Les deux copropriétaires concluent à l’annulation de cette décision auprès du Kreisgericht puis du Kantonsgericht de Saint-Gall, sans succès. Dans ce contexte, le Tribunal fédéral est amené à déterminer si l’assemblée des copropriétaires est tenue de faire respecter le règlement contre la volonté de la majorité.
Droit
À titre liminaire, le Tribunal fédéral rappelle que, comme tout propriétaire foncier, les propriétaires d’étages peuvent se défendre contre les atteintes illicites à leur propriété. Un copropriétaire peut donc agir contre ces atteintes sur la base des art. 684 et 679 CC. En ce qui concerne les rapports internes entre copropriétaires, notre Haute Cour souligne que ces relations passent généralement par la communauté. Par conséquent, un copropriétaire ne peut pas engager directement une action en justice contre un autre pour faire respecter le règlement de l’immeuble. Il doit d’abord obtenir une décision de l’assemblée des copropriétaires (cf. ATF 145 III 121, résumé in Lawinside/741).
Le Tribunal fédéral ajoute que l’administrateur doit veiller au respect de la loi et des règlements (art. 712s al. 3 CC). Toutefois, il ne peut agir en justice sans autorisation préalable de l’assemblée des copropriétaires, sauf cas d’urgence ou de procédure sommaire (art. 712t al. 2 CC). En exigeant cette autorisation, la loi confère aux copropriétaires le pouvoir de décider s’ils souhaitent ou non engager une action en justice. Certes, la communauté est tenue, par l’intermédiaire de son administrateur de veiller au respect du règlement (art. 712m al. 1 ch. 2 cum 712s al. 3 CC), mais cela n’implique pas nécessairement qu’elle doive imposer son respect par voie judiciaire. L’assemblée peut, pour des raisons objectives, notamment en raison du coût élevé d’une procédure ou de la préservation des relations entre copropriétaires, décider de ne pas introduire d’action en justice. Par ailleurs, en entrant dans la communauté des propriétaires par étages, chaque propriétaire accepte que la majorité prenne des décisions contraignantes, même si elles ne correspondent pas à sa volonté.

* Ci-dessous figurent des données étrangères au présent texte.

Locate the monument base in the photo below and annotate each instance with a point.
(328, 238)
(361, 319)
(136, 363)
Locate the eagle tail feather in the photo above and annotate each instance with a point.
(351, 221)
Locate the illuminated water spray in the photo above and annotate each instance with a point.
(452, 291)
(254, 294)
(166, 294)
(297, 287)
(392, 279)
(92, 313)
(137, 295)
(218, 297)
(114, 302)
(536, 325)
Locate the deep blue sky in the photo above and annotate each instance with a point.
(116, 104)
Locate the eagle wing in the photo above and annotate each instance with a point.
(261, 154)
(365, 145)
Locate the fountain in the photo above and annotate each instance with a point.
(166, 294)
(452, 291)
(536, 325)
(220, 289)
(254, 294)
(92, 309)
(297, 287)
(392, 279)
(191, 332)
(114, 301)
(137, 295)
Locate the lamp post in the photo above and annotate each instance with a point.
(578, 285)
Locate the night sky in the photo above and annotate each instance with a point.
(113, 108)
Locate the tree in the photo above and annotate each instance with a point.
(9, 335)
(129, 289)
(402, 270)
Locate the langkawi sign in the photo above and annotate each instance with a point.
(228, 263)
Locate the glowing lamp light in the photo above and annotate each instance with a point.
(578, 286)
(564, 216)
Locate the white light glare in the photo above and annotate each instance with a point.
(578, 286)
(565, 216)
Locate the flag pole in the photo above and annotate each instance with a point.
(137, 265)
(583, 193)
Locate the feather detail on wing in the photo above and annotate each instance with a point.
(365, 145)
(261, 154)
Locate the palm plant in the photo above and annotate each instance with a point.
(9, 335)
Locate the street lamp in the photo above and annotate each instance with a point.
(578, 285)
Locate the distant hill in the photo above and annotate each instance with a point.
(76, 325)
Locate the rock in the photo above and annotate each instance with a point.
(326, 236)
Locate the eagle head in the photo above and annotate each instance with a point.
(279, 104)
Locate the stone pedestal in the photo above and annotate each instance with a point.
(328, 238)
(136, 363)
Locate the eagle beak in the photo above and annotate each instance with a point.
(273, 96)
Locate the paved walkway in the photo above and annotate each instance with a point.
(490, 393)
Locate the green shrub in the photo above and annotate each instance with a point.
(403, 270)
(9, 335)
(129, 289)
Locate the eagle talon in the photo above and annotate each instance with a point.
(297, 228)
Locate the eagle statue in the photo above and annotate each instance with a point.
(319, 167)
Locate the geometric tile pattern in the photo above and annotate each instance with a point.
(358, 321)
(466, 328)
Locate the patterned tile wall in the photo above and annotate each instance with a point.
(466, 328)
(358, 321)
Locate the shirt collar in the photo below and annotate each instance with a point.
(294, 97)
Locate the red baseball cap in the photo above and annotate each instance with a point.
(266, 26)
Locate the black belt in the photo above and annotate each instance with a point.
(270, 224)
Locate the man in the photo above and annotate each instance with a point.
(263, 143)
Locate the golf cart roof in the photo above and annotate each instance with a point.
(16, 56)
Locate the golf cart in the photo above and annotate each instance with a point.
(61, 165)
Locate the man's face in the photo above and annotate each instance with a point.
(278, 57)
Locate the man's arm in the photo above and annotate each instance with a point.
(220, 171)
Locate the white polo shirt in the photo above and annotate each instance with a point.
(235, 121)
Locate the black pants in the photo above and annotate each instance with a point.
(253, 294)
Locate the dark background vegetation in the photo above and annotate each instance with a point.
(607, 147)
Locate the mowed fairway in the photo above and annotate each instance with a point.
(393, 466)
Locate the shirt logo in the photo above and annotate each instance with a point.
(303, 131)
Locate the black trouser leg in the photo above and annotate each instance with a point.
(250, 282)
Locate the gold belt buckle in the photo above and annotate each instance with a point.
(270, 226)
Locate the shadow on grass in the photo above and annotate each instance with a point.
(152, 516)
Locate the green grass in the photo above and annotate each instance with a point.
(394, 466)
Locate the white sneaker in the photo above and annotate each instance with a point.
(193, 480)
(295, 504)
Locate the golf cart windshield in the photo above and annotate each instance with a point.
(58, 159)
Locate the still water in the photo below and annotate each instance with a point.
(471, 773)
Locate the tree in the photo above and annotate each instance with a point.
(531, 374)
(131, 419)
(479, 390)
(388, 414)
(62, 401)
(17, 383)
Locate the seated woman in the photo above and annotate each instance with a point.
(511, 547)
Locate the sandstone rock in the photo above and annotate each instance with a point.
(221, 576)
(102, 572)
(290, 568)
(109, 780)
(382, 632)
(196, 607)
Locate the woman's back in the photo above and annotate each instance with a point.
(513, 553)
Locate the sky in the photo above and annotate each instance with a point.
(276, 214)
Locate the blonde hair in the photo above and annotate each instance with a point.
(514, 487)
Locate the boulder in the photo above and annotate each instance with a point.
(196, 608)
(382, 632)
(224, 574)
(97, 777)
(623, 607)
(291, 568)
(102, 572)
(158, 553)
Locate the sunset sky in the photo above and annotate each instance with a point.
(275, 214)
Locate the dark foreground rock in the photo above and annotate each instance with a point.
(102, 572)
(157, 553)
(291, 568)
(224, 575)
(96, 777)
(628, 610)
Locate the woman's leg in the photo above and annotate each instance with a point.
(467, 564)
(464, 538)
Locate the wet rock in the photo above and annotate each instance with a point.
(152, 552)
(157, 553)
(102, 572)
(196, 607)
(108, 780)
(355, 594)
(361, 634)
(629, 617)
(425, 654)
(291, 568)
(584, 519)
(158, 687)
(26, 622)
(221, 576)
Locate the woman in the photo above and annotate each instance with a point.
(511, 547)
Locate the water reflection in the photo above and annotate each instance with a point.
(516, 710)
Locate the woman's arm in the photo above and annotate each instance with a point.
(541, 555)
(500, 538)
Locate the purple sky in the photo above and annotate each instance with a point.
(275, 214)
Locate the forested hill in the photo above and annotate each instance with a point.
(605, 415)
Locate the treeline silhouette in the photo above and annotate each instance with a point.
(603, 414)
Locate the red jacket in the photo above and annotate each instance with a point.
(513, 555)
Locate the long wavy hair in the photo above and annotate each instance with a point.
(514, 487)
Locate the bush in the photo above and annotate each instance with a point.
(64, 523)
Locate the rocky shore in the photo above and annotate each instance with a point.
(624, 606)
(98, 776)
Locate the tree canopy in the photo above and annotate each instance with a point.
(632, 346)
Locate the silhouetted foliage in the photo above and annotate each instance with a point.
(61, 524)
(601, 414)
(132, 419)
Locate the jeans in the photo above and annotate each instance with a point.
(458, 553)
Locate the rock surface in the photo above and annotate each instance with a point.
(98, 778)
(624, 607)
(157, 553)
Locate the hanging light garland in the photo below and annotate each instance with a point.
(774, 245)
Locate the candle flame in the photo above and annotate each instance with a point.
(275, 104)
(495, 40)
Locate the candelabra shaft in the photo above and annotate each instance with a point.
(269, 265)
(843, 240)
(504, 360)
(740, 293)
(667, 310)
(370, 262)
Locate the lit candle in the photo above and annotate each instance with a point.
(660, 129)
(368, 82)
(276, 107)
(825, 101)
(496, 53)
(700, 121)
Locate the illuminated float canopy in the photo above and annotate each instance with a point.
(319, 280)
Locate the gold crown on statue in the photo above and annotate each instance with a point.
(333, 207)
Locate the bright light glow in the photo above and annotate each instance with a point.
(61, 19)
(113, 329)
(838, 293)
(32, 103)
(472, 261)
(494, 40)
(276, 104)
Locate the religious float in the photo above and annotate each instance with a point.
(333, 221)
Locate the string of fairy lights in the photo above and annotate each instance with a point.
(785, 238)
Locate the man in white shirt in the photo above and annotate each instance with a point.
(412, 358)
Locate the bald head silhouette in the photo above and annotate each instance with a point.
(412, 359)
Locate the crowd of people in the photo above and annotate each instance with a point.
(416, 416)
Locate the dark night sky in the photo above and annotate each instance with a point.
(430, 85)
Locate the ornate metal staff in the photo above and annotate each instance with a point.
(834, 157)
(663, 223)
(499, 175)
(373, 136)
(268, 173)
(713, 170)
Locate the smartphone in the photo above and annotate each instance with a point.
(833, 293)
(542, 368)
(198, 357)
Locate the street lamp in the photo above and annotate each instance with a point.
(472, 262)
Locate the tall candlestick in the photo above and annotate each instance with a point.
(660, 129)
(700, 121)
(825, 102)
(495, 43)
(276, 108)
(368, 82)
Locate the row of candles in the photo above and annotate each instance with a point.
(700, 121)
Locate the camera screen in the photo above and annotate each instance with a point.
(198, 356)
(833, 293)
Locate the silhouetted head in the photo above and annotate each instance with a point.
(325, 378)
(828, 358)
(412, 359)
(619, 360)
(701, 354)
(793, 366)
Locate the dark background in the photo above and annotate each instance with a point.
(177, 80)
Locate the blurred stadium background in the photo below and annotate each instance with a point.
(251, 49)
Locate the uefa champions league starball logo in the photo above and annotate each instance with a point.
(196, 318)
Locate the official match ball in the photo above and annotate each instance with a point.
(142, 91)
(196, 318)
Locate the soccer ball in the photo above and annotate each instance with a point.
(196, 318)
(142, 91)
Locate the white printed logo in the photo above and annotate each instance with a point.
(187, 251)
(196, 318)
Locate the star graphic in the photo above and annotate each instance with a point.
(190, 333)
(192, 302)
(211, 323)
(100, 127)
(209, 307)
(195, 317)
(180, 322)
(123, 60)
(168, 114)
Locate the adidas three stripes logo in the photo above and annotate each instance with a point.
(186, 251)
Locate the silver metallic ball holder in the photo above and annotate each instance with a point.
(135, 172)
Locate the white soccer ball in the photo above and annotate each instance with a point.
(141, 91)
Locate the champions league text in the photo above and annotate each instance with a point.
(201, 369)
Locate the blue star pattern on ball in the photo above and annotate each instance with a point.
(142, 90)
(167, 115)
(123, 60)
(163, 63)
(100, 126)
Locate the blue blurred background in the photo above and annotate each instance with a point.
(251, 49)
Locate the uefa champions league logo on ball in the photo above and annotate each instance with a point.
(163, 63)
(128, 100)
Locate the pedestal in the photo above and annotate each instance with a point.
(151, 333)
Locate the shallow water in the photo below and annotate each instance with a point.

En l’espèce, les nouveaux revêtements de sol affectent uniquement la relation entre les recourants et les copropriétaires de l’étage supérieur. L’absence d’atteinte à un intérêt commun constitue une raison objective justifiant la décision de la communauté de ne pas agir.
Cela étant, en tant que copropriétaires directement touchés, les recourants ont la possibilité d’agir contre ces immissions sur la base des art. 684 et 679 CC. Ils disposent donc d’une autre voie de droit pour faire valoir leurs griefs. Dans ce cadre l’existence d’une atteinte excessive s’évaluera à l’aune du règlement : si elle est avérée, une violation du règlement rendra vraisemblable le caractère excessif de l’atteinte.
Dès lors, la décision des instances cantonales s’avère conforme au droit fédéral. Le Tribunal fédéral rejette le recours.